Their nickname for me was “Church.”

Suicide was starting to cross my mind when Lizzy Londerville handed me a cassette tape of Marilyn Manson’s “Antichrist Superstar.”

She wrote a sweet and encouraging note and said “evil within will allow you to be you.”

Never underestimate what a kind word will do to someone who hasn’t heard one in a while. I’ll circle back to this and underline it again later.

From that point forward I huddled with the goth crowd. They took me in and people mostly stopped fucking with me.

One of the times I was heckled one of the goth boys grabbed me and made out with me.

We hated the army recruiters. I’d walk up holding hands with one of the goth boys and we would flip through their brochures feigning STRONG interest in enlisting. It was hilarious.

We didn’t really have the internet just yet — BBS and dialup shell accounts, sure — but I was born a troll. One of the goths figured out that the admin password for the LanTastic software was “Football” and I started going into home directories and downloading test answers.

I deleted the principal’s resume and I kept her dot matrix printer busy from time to time printing out Marilyn Manson lyrics. I preferred to do it when she had left for the day and I could waste all of her paper.

  • One “Dr” (phd in some stupid shit like English) Jennifer Gottlieb, who is very enthusiastic about putting children in literal jail for dress code violations but refused to do anything about queer bashing or queers being beaten – very typical of the petty small minded tyrants who run the K12 to Prison Pipeline.

I got her into trouble with the state for fraud – she would simultaneously try to have me arrested or my license revoked because I had run away from home — while collecting $40,000+ a year and falsely claiming her school provided me special education for those two years. She had to pay it all back:

https://web.archive.org/web/20190201061210/https://dpi.wi.gov/sped/idea-complaint-decision-99-003

The one asshole who used to physically assault me and shove me into lockers and shit (no one would do anything about it) used to drive by and scream “Hey freak are you going to church?” at me when I walked to work or school.

He crashed into a tree drunk and died at 21.

Today I listened to an old favorite album and gave my first thought in decades to those long, hot, and sleepy afternoons sitting in the Tobacco City Museum listening to Melissa Etheridge and k.d. lang, waiting for the occasional visitor who I’d be forced to say something nice about Edgerton to.

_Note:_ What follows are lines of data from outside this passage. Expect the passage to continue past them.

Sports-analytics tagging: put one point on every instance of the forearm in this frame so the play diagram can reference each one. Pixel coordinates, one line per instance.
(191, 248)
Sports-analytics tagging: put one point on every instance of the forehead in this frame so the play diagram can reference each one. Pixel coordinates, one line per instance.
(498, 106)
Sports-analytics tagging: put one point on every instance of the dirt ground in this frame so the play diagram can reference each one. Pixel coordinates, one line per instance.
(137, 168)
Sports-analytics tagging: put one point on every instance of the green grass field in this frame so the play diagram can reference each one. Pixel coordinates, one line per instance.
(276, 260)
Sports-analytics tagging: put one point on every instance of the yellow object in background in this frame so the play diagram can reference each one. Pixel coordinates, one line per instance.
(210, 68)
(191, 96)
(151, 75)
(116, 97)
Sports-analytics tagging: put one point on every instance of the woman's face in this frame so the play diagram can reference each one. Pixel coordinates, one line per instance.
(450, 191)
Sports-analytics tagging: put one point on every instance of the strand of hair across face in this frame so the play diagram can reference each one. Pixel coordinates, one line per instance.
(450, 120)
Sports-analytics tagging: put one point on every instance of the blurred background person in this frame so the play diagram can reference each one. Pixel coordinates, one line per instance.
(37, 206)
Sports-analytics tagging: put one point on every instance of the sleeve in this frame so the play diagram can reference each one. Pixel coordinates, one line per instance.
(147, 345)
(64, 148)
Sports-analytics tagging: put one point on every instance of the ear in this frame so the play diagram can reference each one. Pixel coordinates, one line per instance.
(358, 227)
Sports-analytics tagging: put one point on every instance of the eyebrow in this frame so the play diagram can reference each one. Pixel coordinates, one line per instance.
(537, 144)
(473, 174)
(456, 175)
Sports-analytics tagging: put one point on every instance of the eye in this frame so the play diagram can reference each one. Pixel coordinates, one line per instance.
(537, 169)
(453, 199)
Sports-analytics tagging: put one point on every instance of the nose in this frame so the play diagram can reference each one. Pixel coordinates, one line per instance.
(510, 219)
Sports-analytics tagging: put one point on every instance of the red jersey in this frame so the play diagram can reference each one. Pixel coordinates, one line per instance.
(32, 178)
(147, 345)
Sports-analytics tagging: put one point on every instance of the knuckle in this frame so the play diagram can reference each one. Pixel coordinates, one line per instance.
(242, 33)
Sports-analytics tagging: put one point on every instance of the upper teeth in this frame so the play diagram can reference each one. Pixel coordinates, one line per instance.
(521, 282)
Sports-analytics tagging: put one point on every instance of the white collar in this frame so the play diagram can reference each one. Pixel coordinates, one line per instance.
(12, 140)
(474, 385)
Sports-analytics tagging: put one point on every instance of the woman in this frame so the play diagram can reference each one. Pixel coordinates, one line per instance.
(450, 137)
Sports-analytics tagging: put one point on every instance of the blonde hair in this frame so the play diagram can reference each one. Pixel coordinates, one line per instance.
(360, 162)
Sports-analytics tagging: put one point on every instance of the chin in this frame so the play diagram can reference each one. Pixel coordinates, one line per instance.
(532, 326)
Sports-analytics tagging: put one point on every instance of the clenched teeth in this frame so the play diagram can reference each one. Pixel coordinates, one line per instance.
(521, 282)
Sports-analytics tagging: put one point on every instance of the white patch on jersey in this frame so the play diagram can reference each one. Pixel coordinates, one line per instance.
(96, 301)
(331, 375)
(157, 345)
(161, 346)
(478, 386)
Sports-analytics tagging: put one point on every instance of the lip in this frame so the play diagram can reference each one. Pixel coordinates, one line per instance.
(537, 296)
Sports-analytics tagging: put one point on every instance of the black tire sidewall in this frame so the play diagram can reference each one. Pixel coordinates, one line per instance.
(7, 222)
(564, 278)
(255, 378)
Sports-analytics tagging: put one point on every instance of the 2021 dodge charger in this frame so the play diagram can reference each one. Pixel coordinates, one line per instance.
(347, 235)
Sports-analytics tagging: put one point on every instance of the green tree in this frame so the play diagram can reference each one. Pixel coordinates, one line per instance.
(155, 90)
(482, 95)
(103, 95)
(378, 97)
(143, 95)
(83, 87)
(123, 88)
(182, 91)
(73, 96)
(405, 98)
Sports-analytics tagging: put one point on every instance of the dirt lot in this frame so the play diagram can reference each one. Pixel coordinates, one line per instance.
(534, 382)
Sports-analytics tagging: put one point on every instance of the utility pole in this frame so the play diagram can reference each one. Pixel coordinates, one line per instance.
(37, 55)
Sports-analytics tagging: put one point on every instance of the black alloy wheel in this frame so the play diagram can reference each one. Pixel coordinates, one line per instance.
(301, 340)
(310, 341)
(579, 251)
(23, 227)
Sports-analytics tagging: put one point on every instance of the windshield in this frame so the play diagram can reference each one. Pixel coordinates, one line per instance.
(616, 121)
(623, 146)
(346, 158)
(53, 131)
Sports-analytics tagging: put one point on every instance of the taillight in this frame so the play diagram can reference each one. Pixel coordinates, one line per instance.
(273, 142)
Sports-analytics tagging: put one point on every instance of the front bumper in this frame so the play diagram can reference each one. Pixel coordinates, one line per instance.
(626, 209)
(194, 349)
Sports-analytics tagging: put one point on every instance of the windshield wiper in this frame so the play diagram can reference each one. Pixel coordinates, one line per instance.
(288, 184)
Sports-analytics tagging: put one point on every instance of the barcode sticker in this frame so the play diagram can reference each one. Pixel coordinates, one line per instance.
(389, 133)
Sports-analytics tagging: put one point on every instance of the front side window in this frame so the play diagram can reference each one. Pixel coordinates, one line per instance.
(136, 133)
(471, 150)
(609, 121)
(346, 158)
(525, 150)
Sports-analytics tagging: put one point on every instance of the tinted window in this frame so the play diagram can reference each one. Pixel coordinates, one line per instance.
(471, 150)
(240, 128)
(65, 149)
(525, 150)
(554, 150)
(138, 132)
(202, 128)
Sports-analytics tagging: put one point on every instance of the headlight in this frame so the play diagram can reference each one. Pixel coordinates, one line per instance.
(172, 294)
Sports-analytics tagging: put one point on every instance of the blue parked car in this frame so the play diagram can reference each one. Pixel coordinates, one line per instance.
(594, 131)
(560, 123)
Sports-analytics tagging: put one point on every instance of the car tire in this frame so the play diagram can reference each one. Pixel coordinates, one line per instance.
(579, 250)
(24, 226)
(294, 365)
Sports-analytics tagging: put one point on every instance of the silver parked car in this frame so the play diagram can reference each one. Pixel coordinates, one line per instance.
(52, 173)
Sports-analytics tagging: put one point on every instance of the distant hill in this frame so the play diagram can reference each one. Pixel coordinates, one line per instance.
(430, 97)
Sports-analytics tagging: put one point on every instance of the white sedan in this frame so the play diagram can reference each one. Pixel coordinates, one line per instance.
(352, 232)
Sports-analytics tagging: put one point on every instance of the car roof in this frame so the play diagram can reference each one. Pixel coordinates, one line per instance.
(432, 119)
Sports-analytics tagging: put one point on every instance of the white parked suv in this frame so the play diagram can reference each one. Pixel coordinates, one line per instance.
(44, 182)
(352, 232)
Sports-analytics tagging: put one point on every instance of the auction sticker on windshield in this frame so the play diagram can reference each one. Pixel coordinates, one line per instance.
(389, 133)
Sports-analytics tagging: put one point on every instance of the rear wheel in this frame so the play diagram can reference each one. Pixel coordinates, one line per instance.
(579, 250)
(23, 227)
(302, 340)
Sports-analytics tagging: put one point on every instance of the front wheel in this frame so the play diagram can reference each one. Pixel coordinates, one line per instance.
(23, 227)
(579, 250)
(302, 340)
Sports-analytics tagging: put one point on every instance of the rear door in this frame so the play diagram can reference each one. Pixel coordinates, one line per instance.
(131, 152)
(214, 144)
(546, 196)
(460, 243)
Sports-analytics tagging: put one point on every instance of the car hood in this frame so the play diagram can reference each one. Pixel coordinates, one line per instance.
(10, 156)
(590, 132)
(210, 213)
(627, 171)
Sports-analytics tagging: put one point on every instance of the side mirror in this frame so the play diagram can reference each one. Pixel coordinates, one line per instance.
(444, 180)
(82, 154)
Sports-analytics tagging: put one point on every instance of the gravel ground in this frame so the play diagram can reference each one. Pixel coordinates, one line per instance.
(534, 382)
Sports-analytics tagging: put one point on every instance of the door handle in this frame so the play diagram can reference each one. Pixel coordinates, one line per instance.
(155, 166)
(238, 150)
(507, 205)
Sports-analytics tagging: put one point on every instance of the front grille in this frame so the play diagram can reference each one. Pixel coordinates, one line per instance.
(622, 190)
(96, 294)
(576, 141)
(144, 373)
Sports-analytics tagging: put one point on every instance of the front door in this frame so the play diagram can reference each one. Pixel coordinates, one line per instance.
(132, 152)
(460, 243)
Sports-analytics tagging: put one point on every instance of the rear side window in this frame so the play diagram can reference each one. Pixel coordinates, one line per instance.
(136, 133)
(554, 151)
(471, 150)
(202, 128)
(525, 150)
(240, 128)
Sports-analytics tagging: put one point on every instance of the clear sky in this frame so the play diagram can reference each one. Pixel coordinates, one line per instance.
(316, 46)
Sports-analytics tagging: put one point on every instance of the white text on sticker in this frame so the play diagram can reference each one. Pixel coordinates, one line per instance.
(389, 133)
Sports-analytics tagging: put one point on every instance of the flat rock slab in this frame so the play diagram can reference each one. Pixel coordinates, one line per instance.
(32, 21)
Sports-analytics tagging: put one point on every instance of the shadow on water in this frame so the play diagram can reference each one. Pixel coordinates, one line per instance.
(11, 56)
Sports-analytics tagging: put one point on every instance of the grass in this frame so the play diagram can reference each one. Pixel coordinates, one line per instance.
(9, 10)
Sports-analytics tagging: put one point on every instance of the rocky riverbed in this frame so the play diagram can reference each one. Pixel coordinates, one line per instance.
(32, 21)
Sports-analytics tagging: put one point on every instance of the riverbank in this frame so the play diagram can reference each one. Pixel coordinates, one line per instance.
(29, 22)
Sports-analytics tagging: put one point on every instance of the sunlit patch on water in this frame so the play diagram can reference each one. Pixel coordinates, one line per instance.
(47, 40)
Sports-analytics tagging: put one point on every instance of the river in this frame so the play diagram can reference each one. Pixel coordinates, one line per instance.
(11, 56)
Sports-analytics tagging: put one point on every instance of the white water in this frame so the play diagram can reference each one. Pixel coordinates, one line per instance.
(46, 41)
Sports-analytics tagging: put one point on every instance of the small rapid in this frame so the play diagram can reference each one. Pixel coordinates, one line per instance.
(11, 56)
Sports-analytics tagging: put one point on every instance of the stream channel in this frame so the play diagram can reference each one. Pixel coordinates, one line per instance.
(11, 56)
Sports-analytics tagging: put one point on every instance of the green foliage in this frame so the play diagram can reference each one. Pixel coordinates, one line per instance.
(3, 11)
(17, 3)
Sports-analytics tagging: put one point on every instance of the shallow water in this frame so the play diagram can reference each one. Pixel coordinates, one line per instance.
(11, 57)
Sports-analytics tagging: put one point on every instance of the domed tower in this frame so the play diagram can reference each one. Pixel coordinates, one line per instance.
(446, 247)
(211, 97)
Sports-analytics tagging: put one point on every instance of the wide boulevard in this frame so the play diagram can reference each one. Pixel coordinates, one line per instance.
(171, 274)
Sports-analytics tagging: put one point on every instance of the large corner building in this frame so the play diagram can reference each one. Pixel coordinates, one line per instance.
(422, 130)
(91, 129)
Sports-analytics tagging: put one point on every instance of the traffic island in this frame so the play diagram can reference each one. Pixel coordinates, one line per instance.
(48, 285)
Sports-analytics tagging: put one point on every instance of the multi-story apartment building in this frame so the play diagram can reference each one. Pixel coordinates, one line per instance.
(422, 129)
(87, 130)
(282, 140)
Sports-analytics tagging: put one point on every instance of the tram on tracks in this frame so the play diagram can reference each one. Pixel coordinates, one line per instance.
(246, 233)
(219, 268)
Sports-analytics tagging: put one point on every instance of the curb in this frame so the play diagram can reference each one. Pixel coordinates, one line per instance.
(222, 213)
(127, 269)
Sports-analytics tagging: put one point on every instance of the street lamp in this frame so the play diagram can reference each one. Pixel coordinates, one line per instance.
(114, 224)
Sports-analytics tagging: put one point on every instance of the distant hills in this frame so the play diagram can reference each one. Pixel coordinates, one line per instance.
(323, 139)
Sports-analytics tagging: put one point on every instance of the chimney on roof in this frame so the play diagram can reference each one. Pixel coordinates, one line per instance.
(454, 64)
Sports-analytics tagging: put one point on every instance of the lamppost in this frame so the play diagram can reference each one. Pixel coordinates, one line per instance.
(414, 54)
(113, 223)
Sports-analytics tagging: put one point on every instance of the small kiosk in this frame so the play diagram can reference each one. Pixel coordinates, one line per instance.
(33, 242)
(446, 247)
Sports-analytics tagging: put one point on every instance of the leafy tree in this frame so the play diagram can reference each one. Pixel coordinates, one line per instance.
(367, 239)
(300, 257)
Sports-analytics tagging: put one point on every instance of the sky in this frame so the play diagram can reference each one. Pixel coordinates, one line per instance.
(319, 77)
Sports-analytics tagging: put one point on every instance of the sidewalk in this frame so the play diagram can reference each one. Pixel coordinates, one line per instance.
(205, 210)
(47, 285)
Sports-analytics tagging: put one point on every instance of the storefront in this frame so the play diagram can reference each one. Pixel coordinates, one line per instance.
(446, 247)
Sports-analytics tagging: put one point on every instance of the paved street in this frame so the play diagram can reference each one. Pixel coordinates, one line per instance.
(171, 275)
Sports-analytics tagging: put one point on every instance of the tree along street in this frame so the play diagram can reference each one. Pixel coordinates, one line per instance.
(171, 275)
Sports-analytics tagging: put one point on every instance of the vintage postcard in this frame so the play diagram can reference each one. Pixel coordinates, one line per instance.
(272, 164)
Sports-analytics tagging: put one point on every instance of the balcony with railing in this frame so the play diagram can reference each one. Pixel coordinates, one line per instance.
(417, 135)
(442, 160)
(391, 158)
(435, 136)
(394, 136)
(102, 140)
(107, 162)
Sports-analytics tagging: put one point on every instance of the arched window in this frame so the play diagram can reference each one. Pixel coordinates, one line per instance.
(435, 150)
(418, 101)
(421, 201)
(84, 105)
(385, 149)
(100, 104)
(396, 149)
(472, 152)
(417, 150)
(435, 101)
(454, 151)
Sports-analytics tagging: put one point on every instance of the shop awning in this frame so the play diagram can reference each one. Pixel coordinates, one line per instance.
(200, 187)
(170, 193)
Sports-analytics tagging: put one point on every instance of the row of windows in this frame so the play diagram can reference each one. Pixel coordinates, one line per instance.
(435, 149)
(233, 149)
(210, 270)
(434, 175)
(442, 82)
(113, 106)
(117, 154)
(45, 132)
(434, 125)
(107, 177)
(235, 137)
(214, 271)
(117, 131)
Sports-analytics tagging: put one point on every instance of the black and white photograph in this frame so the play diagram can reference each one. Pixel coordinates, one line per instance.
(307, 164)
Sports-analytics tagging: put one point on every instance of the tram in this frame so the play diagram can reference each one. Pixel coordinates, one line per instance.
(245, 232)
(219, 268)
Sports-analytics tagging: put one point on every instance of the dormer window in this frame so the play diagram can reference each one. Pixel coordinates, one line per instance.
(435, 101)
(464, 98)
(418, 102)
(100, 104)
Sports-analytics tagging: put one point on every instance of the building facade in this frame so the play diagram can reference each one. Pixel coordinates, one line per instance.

If I could go back and give some advice to 15-year-old me, it would have been to throw away the tour guide script and make up my own until someone fired me:

“Welcome! So, they used to grow tobacco here but that was a hundred years ago. Now there’s just a Piggly Wiggly store and a bunch a racist shitheads. My favorite part of Edgerton is Highway 59 leading right the fuck out of it, you can see it out of this window on your left. Do you want me to show you some rusty old shit that people have found in barns and farm houses in the local area and donated to us? Some of it’s kind of neat. I guess.”

Melissa and k.d. were my main points of reference for being gay at the time, which everyone but me knew that I was by then. I would look at the cover of Melissa’s self-titled album and I knew right then and there that I wanted to dress just like a lesbian.

Our ignorant ass principal would look at my leather bracelets and my turquoise bandanna with a rainbow on the front of it and she’d say I couldn’t wear it because it was “gang related.” Like she’d know what that meant even if it blasted past the place in a drop top blasting Dre and [redacted].

The goths discouraged my desire to dress like a lesbian and steered me towards such edgy and original apparel as black mascara and dog collars and Nine Inch Nails T-shirts. I sighed at everyone saying “this is the real me, expressing who I am,” honestly I only dressed like that because I enjoyed that “dead inside” look in the principals eyes that told me how badly she was wishing that I would go home and put my old clothes back on.